Opinion
LLICV146011374S
01-22-2019
UNPUBLISHED OPINION
Bentivegna, J.
I
STATEMENT OF CASE
By way of complaint (Entry # 2), dated October 9, 2014, this collection action arises from a 2007 Massachusetts civil judgment entered against the defendant for more than $ 18, 000. The return of service states that the defendant was served a copy of the process at his usual place of abode, "52 Spencer St. Apt. 4, Winsted, Town of Winchester, CT.," on October 15, 2014. (Entry # 3.) On December 4, 2014, the plaintiff filed a motion for default for failure to appear pursuant to Practice Book § 17-20 (Entry # 101), which was granted on December 12, 2014. (Entry # 101.01.) A court notice was sent to the defendant at his address the same day. On January 26, 2015, the plaintiff filed a motion for judgment and order of payments (Entry # 102), which included a military affidavit stating that the defendant was not in the military service, and, thus, was not on active duty.
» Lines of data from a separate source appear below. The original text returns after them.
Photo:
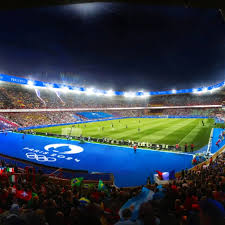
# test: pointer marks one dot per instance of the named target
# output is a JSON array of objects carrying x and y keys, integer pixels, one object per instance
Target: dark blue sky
[{"x": 118, "y": 46}]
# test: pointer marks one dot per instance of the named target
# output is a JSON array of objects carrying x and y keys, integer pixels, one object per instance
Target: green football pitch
[{"x": 157, "y": 131}]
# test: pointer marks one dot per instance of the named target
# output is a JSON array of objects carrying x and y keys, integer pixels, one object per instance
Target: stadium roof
[
  {"x": 92, "y": 91},
  {"x": 15, "y": 4}
]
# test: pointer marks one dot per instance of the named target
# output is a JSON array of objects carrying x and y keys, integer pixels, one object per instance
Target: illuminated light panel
[
  {"x": 110, "y": 93},
  {"x": 195, "y": 91},
  {"x": 145, "y": 94},
  {"x": 129, "y": 94},
  {"x": 174, "y": 91},
  {"x": 89, "y": 91},
  {"x": 30, "y": 83},
  {"x": 204, "y": 90},
  {"x": 64, "y": 89}
]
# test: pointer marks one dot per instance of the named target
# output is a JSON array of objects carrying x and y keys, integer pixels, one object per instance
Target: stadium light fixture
[
  {"x": 64, "y": 89},
  {"x": 204, "y": 90},
  {"x": 110, "y": 93},
  {"x": 129, "y": 94},
  {"x": 145, "y": 94},
  {"x": 49, "y": 86},
  {"x": 76, "y": 90},
  {"x": 174, "y": 91},
  {"x": 195, "y": 91},
  {"x": 30, "y": 83},
  {"x": 89, "y": 91}
]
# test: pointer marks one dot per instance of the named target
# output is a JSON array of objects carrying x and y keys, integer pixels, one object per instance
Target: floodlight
[
  {"x": 89, "y": 91},
  {"x": 110, "y": 93},
  {"x": 30, "y": 83},
  {"x": 204, "y": 90},
  {"x": 99, "y": 92},
  {"x": 145, "y": 94},
  {"x": 49, "y": 86},
  {"x": 195, "y": 91},
  {"x": 174, "y": 91}
]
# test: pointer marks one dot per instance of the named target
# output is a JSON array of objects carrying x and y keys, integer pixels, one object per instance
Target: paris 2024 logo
[{"x": 54, "y": 152}]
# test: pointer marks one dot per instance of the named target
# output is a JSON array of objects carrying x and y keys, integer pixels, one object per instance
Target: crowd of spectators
[
  {"x": 48, "y": 118},
  {"x": 44, "y": 118},
  {"x": 187, "y": 99},
  {"x": 18, "y": 96},
  {"x": 196, "y": 197}
]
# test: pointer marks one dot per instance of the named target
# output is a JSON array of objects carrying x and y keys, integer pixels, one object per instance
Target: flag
[
  {"x": 101, "y": 185},
  {"x": 135, "y": 202},
  {"x": 84, "y": 201},
  {"x": 76, "y": 181},
  {"x": 13, "y": 179},
  {"x": 24, "y": 195}
]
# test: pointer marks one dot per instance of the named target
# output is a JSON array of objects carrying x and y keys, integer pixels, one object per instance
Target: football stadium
[{"x": 77, "y": 153}]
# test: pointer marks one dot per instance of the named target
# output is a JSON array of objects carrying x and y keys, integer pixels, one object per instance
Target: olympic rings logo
[{"x": 40, "y": 158}]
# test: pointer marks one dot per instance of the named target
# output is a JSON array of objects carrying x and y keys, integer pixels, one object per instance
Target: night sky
[{"x": 119, "y": 46}]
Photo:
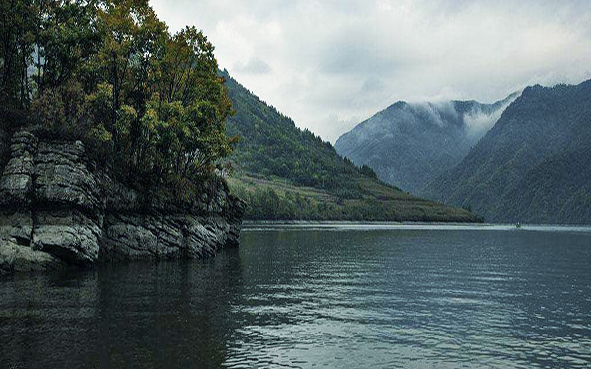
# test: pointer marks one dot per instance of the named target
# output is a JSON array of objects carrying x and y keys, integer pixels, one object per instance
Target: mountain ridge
[
  {"x": 533, "y": 165},
  {"x": 409, "y": 144},
  {"x": 287, "y": 173}
]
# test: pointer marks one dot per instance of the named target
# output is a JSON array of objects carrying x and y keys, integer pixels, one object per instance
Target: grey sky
[{"x": 331, "y": 64}]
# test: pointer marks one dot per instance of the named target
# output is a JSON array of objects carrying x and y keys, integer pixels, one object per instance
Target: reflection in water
[
  {"x": 333, "y": 297},
  {"x": 148, "y": 315}
]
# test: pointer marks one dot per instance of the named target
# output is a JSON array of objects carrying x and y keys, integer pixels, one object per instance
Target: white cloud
[{"x": 314, "y": 59}]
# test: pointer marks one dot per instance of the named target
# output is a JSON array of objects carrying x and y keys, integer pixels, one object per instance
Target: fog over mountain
[
  {"x": 533, "y": 166},
  {"x": 409, "y": 144},
  {"x": 330, "y": 64}
]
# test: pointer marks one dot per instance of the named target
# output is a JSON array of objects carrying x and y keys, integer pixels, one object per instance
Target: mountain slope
[
  {"x": 408, "y": 145},
  {"x": 287, "y": 173},
  {"x": 533, "y": 166}
]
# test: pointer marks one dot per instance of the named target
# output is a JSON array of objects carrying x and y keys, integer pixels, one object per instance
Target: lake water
[{"x": 336, "y": 296}]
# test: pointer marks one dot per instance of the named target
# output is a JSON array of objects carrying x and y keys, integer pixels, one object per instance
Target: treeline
[
  {"x": 148, "y": 103},
  {"x": 271, "y": 145},
  {"x": 267, "y": 204}
]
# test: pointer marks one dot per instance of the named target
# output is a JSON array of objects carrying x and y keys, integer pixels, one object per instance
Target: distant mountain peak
[{"x": 408, "y": 144}]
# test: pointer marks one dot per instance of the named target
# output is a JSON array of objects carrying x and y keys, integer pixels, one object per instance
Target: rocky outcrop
[{"x": 56, "y": 209}]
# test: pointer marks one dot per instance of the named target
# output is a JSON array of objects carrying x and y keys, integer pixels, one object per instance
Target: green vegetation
[
  {"x": 533, "y": 165},
  {"x": 271, "y": 145},
  {"x": 274, "y": 198},
  {"x": 149, "y": 104}
]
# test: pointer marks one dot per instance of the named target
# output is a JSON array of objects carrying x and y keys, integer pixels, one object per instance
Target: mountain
[
  {"x": 533, "y": 166},
  {"x": 408, "y": 145},
  {"x": 288, "y": 173}
]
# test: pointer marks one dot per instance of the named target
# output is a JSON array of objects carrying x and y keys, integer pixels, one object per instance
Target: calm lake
[{"x": 336, "y": 296}]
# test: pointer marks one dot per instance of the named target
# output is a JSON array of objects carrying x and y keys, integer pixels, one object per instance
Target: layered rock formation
[{"x": 57, "y": 209}]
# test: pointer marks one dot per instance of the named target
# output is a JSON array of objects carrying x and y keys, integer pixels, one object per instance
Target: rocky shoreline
[{"x": 58, "y": 209}]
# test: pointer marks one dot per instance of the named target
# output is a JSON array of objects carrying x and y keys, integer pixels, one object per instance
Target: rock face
[{"x": 56, "y": 209}]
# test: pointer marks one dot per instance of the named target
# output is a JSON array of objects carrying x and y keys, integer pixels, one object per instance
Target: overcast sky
[{"x": 332, "y": 64}]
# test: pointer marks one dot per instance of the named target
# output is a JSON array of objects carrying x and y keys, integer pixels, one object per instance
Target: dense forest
[
  {"x": 149, "y": 104},
  {"x": 288, "y": 173},
  {"x": 271, "y": 144}
]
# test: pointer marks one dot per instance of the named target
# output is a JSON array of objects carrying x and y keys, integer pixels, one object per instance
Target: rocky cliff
[{"x": 57, "y": 208}]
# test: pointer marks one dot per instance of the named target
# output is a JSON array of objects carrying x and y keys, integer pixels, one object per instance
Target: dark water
[{"x": 348, "y": 297}]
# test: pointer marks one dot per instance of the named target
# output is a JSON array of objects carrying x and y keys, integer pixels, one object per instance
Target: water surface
[{"x": 324, "y": 295}]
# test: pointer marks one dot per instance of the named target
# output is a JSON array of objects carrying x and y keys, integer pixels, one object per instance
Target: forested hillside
[
  {"x": 408, "y": 145},
  {"x": 148, "y": 104},
  {"x": 287, "y": 173},
  {"x": 534, "y": 165}
]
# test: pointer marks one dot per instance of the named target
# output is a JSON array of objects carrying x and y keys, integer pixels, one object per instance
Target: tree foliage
[{"x": 109, "y": 72}]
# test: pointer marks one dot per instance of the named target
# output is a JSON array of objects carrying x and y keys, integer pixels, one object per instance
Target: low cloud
[
  {"x": 253, "y": 66},
  {"x": 353, "y": 58},
  {"x": 479, "y": 122}
]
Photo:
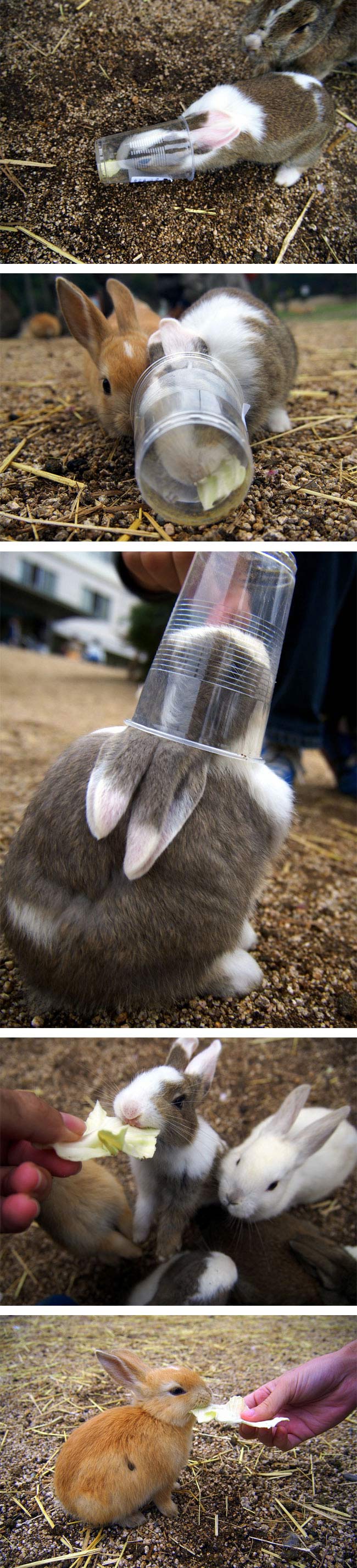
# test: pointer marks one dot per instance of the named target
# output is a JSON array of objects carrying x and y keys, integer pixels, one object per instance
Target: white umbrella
[{"x": 85, "y": 631}]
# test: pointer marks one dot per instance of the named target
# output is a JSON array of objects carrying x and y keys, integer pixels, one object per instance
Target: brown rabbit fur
[
  {"x": 127, "y": 1457},
  {"x": 90, "y": 1216},
  {"x": 275, "y": 1260},
  {"x": 115, "y": 349},
  {"x": 317, "y": 35},
  {"x": 85, "y": 934}
]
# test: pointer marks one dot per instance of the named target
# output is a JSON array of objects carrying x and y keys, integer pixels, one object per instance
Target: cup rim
[{"x": 174, "y": 361}]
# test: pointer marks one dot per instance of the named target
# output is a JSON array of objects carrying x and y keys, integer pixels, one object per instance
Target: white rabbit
[
  {"x": 248, "y": 341},
  {"x": 293, "y": 1156},
  {"x": 182, "y": 1173}
]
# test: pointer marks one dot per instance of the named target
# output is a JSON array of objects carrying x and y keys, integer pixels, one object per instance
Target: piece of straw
[
  {"x": 18, "y": 228},
  {"x": 290, "y": 236}
]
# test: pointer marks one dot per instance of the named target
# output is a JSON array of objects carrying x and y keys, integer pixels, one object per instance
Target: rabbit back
[
  {"x": 116, "y": 1462},
  {"x": 87, "y": 935}
]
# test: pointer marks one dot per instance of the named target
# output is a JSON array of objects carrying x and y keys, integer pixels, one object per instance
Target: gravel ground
[
  {"x": 72, "y": 73},
  {"x": 304, "y": 485},
  {"x": 234, "y": 1498},
  {"x": 306, "y": 937},
  {"x": 251, "y": 1079}
]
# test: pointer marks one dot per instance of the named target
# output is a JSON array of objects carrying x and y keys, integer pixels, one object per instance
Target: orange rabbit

Judgment without trial was entered for the plaintiff on February 9, 2015. (Entry # 102.02.) On March 10, 2015, the plaintiff sent notice of judgment by certified mail to the defendant at the previously mentioned address. (Entry # 104.) Subsequently, the plaintiff filed several postjudgment collection pleadings. The plaintiff filed an application for wage execution on June 12, 2018 (Entry # 113); the execution was issued on June 27, 2018. (Entry # 114.)
On November 9, 2018, the defendant filed a motion to open judgment (Entry # 115) on the ground that service of the summons and complaint was a nullity because it was left at the entrance of the wrong apartment. The defendant claims that he had no actual notice of this action until the wage garnishment was executed on June 27, 2018. The defendant admits, through counsel, he was residing at 52 Spencer Street, Apt. 4, Winsted, Connecticut on October 15, 2014. However, the residence is a multifamily home, and the defendant’s apartment, in the finished basement, had a separate entrance that was not readily apparent to persons unfamiliar with the property. He claims that he never received the summons or complaint at his abode.
On November 15, 2018, the plaintiff filed an objection to the defendant’s motion to open judgment. (Entry # 116.) The plaintiff objects to the motion on several grounds. First, the plaintiff argues that the motion should be denied because it was untimely filed. It was not filed within the four-month period after judgment, as required by General Statutes § 52-212(a) and Practice Book §§ 17-4(a) and 17-43(a), but rather it was filed almost four years later. Second, the plaintiff contends that the defendant had actual notice of the action because, after entry of judgment, multiple pieces of correspondence were sent to the defendant at the previously mentioned address and none were returned as undeliverable. Finally, the return of service attests that the state marshal effectuated abode service at 52 Spencer Street, Apt. 4, Winsted, Connecticut, where the defendant admits, through counsel, he was living on the date of service.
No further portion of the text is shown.